The term was coined by Dr. Gabe Mirkin, in his bestselling Sports Medicine Book published in 1978. But with lack of data proving how ice helps in healing, even he has changed his mind. Moreover, rest will lead to atrophy and weakness and may disrupt balance and proper body positioning; compression can also shut down blood flow to the area.
Ice makes it feel better
No doubt, icing an injured area makes it feel better. Icing restricts blood flow to the area, which helps numb pain and keeps initial swelling from getting out of control. The typical recommendation is to use ice immediately following an injury. Ice for 5 minutes at a time and then leave it off for at least 30 minutes to allow the blood flow to return to the area.
Inflammation is our body’s way of response to healing an injury
When the tissue re-warms, the inflammatory process resumes. However, what many of us did not know is that inflammation is actually a very important initiating event of the overall healing process.
When you are injured, the blood vessels dilate, causing swelling and warmth at the injured area. The increase in blood flow brings along some very potent chemicals, proteins and cells, which triggers inflammation and initiates the healing process.
Delayed Inflammation = Delayed Healing
If you do put ice on your injured area, the blood vessels do not open again for many hours after the ice is applied. Generally, anti-inflammatory drugs like ibuprofen or anything that reduces your immune response will also delay muscle healing. In serious cases, it is possible for the tissue to die from decreased blood flow and even cause permanent nerve damage.
What should we do?
You can try simple movements for your sprained and strained joints soon after the injury. Certified exercise physiologist John Paul Catanzaro recommends METH: movement, elevation, traction and heat. Traction will release the pressure and movement will encourage blood that is rich with healing factors, such as oxygen and white and red blood cells, to flow to the area. In addition, movement with traction reduces pain, enhances lymphatic removal of inflammation, improves flexibility, and restores normal joint alignment.

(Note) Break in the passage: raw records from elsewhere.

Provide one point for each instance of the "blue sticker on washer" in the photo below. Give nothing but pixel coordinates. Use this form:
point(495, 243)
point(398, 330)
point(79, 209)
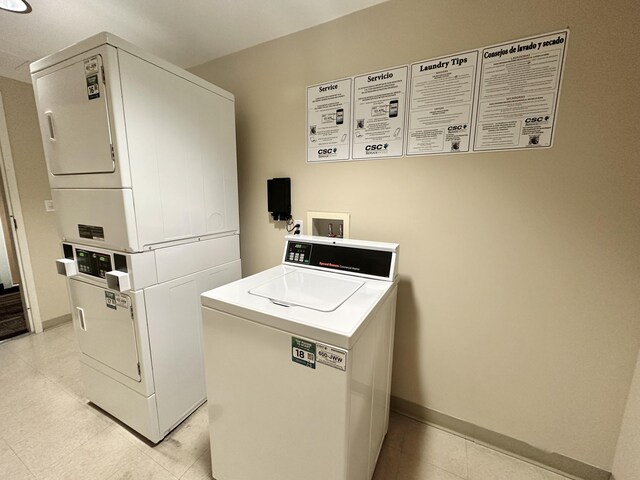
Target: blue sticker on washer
point(303, 352)
point(110, 299)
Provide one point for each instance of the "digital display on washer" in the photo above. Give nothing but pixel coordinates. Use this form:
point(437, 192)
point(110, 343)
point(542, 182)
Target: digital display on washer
point(299, 252)
point(93, 263)
point(340, 257)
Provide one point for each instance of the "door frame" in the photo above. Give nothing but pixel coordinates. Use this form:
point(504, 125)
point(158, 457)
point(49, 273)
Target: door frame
point(18, 232)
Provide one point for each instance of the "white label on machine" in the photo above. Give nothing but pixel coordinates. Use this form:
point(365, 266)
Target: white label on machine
point(331, 356)
point(122, 300)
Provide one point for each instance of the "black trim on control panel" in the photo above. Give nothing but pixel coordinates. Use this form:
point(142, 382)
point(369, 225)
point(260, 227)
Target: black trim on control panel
point(340, 257)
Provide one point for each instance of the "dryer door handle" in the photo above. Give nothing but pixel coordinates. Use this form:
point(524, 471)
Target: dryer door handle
point(52, 128)
point(81, 320)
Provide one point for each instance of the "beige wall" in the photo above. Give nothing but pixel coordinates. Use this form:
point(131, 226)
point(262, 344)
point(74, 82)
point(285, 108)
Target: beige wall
point(33, 186)
point(519, 297)
point(626, 464)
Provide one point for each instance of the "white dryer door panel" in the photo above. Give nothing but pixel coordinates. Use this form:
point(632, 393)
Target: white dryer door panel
point(105, 327)
point(101, 217)
point(74, 118)
point(181, 139)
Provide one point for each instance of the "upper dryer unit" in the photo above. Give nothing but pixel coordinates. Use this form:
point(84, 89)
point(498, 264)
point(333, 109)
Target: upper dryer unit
point(140, 153)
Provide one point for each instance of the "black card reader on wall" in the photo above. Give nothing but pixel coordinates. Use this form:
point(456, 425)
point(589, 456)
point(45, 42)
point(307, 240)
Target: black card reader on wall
point(279, 198)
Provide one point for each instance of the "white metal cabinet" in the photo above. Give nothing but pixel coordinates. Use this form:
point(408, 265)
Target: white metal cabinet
point(75, 119)
point(155, 131)
point(175, 336)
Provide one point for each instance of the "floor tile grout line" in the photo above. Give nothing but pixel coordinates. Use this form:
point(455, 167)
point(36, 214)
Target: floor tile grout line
point(142, 451)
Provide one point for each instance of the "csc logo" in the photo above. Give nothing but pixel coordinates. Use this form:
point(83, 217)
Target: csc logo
point(327, 151)
point(375, 147)
point(536, 119)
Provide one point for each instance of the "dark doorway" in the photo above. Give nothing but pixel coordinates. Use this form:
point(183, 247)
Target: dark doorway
point(12, 320)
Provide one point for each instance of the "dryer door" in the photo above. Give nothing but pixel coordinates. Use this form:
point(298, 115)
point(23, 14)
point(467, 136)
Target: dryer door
point(105, 327)
point(74, 119)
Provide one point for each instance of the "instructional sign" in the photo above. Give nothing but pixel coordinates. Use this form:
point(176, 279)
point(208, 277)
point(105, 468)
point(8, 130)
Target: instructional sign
point(379, 114)
point(518, 93)
point(442, 99)
point(328, 120)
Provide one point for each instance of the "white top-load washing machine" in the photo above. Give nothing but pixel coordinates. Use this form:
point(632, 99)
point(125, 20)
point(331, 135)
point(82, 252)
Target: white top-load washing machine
point(298, 363)
point(142, 168)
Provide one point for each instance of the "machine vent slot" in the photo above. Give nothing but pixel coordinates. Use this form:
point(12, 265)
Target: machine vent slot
point(120, 262)
point(68, 251)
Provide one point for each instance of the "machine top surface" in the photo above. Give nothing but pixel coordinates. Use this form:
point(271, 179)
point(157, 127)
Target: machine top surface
point(323, 303)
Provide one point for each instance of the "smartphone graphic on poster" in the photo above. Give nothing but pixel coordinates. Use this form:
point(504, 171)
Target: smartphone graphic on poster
point(393, 108)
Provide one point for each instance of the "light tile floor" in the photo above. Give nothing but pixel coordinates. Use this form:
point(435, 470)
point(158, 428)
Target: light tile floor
point(48, 431)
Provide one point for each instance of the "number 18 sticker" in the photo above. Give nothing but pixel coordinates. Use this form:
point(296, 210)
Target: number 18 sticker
point(303, 352)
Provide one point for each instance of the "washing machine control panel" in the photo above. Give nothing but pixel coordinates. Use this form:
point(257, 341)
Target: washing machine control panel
point(351, 258)
point(298, 252)
point(91, 263)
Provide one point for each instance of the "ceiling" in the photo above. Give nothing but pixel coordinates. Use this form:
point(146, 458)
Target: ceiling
point(184, 33)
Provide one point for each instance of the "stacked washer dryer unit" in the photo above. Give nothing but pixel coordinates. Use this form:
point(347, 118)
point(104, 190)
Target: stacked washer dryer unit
point(142, 169)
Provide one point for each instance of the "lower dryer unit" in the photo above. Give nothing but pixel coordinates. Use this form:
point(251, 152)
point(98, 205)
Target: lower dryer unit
point(141, 347)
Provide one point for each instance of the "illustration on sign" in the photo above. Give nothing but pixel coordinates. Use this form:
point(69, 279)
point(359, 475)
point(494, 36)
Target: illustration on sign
point(328, 120)
point(379, 114)
point(519, 91)
point(441, 103)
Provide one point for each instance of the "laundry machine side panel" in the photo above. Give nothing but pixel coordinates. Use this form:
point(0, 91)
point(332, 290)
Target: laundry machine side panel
point(175, 339)
point(271, 417)
point(361, 389)
point(382, 359)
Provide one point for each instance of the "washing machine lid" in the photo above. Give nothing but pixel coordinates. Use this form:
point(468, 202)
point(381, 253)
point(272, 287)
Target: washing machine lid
point(307, 289)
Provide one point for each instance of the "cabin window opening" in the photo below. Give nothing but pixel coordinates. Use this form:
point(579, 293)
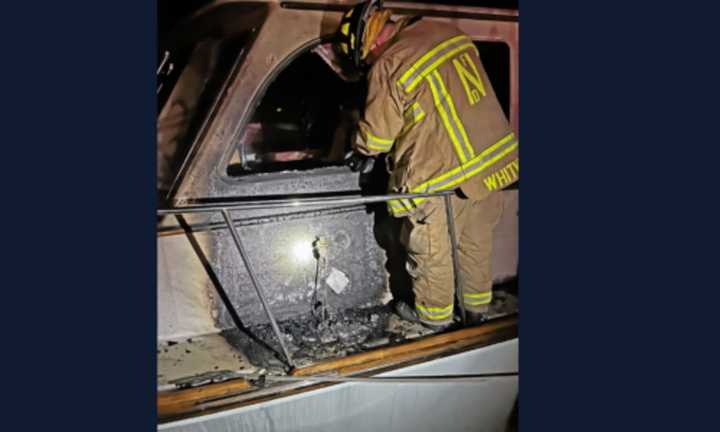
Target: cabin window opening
point(305, 120)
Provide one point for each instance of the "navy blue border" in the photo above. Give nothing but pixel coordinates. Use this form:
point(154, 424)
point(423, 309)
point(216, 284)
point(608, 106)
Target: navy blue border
point(78, 171)
point(618, 221)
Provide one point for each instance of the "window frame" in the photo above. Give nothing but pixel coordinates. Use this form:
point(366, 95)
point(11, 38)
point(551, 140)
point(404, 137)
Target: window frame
point(266, 176)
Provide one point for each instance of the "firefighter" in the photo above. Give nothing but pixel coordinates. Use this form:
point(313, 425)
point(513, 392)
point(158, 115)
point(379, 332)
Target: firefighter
point(432, 111)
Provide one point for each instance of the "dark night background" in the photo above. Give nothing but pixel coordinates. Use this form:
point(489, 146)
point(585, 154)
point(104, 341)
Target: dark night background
point(172, 11)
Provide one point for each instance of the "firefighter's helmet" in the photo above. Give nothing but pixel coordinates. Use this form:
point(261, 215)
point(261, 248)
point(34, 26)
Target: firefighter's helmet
point(350, 36)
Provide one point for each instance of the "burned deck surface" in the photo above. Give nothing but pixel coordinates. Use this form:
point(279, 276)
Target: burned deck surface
point(310, 339)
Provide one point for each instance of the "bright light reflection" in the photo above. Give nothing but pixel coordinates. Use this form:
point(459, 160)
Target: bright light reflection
point(302, 250)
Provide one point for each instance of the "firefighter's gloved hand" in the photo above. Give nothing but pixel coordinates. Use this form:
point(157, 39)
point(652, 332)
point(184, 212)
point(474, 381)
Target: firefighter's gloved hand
point(359, 163)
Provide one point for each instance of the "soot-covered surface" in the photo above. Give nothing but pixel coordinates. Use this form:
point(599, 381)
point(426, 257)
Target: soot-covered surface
point(310, 338)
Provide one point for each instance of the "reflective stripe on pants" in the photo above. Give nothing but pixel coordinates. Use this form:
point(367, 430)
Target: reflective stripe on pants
point(425, 236)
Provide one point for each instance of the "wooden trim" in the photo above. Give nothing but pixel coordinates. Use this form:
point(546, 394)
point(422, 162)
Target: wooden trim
point(183, 403)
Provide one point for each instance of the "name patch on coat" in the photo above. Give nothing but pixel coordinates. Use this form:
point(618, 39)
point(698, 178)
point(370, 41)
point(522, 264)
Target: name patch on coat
point(505, 176)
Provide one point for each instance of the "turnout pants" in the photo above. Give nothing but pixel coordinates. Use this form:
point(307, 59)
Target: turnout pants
point(426, 237)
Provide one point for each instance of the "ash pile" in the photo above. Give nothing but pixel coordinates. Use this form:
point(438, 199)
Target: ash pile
point(317, 336)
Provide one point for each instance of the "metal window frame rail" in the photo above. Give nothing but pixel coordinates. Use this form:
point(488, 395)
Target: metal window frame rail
point(300, 202)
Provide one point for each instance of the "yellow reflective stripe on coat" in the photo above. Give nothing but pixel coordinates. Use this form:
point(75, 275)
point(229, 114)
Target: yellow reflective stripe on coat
point(455, 120)
point(443, 104)
point(457, 175)
point(435, 313)
point(478, 299)
point(378, 144)
point(413, 116)
point(432, 59)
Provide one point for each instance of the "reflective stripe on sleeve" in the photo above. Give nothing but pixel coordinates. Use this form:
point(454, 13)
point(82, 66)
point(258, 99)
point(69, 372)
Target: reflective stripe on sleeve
point(378, 144)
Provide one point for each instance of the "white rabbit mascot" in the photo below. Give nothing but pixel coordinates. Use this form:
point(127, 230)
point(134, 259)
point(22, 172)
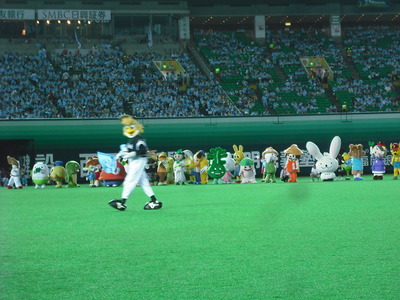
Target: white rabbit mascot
point(326, 163)
point(230, 167)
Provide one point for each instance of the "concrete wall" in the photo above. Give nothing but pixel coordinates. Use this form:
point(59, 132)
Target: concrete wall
point(76, 139)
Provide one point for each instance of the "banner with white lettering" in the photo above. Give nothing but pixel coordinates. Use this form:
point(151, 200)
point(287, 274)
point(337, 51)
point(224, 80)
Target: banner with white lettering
point(17, 14)
point(74, 14)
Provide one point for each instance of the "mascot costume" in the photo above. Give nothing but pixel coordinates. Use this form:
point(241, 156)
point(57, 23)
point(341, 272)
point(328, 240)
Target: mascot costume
point(15, 173)
point(162, 163)
point(114, 178)
point(40, 175)
point(292, 162)
point(229, 167)
point(378, 153)
point(179, 167)
point(395, 162)
point(137, 154)
point(356, 152)
point(112, 171)
point(58, 173)
point(326, 164)
point(201, 166)
point(269, 159)
point(72, 168)
point(217, 169)
point(151, 169)
point(238, 156)
point(346, 165)
point(247, 171)
point(93, 167)
point(189, 162)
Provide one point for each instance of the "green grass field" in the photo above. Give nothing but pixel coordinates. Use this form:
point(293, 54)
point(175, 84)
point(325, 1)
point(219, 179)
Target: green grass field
point(322, 240)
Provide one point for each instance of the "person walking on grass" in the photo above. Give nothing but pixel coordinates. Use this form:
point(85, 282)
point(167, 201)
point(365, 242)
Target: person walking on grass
point(137, 153)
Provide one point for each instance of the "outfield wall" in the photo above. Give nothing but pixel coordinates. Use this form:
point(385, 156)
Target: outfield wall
point(71, 139)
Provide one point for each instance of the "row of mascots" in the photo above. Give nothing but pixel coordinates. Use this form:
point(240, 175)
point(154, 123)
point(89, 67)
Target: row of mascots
point(218, 164)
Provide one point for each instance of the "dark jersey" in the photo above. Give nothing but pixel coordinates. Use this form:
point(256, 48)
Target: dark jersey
point(137, 144)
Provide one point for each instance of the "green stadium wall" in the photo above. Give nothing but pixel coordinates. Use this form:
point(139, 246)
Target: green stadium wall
point(71, 139)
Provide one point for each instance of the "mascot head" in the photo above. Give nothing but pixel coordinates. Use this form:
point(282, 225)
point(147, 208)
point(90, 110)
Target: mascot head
point(131, 126)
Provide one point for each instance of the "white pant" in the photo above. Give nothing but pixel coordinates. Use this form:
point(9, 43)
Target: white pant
point(15, 180)
point(136, 174)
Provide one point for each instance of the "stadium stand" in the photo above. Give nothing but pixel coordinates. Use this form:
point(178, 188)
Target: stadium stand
point(247, 78)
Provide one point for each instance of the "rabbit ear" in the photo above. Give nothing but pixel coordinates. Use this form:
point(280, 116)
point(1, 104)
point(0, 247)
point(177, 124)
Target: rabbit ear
point(335, 147)
point(314, 150)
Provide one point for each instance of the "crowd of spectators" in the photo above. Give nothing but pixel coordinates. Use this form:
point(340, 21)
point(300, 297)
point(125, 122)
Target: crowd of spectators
point(105, 82)
point(376, 49)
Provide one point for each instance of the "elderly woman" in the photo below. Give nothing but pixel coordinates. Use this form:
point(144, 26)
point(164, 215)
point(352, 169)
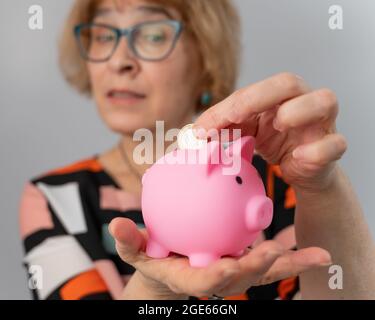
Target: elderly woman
point(174, 60)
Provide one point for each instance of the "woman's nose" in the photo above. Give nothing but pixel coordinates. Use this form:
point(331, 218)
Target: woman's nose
point(123, 59)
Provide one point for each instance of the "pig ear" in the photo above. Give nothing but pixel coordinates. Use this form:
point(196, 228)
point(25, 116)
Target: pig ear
point(214, 152)
point(243, 146)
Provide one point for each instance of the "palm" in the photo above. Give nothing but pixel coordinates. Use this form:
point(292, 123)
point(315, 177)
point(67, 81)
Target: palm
point(264, 264)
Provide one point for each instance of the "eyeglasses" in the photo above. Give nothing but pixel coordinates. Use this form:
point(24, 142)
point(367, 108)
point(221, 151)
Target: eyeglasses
point(151, 41)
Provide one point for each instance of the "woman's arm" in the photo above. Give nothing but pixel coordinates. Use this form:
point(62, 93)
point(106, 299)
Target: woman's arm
point(332, 219)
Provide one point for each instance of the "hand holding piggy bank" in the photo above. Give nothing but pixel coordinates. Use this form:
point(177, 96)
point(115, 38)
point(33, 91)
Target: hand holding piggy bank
point(194, 208)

Acute injuries, like ankle sprains, are marked by inflammation — icing is known to help limit localized inflammation by reducing blood flow. Since applying ice to an injury has been shown to reduce pain, it is acceptable to cool an injured part for short periods soon after the injury occurs. You can apply the ice for up to 10 minutes, remove it for 20 minutes, and repeat the 10 minute application once or twice.
Seek professional advice
If the injury is severe, follow your doctor’s advice on rehabilitation. With minor injuries, you can usually begin rehabilitation the next day. You can move and use the injured part as long as the movement does not increase the pain and discomfort. Get back to your sport as soon as you can do so without pain.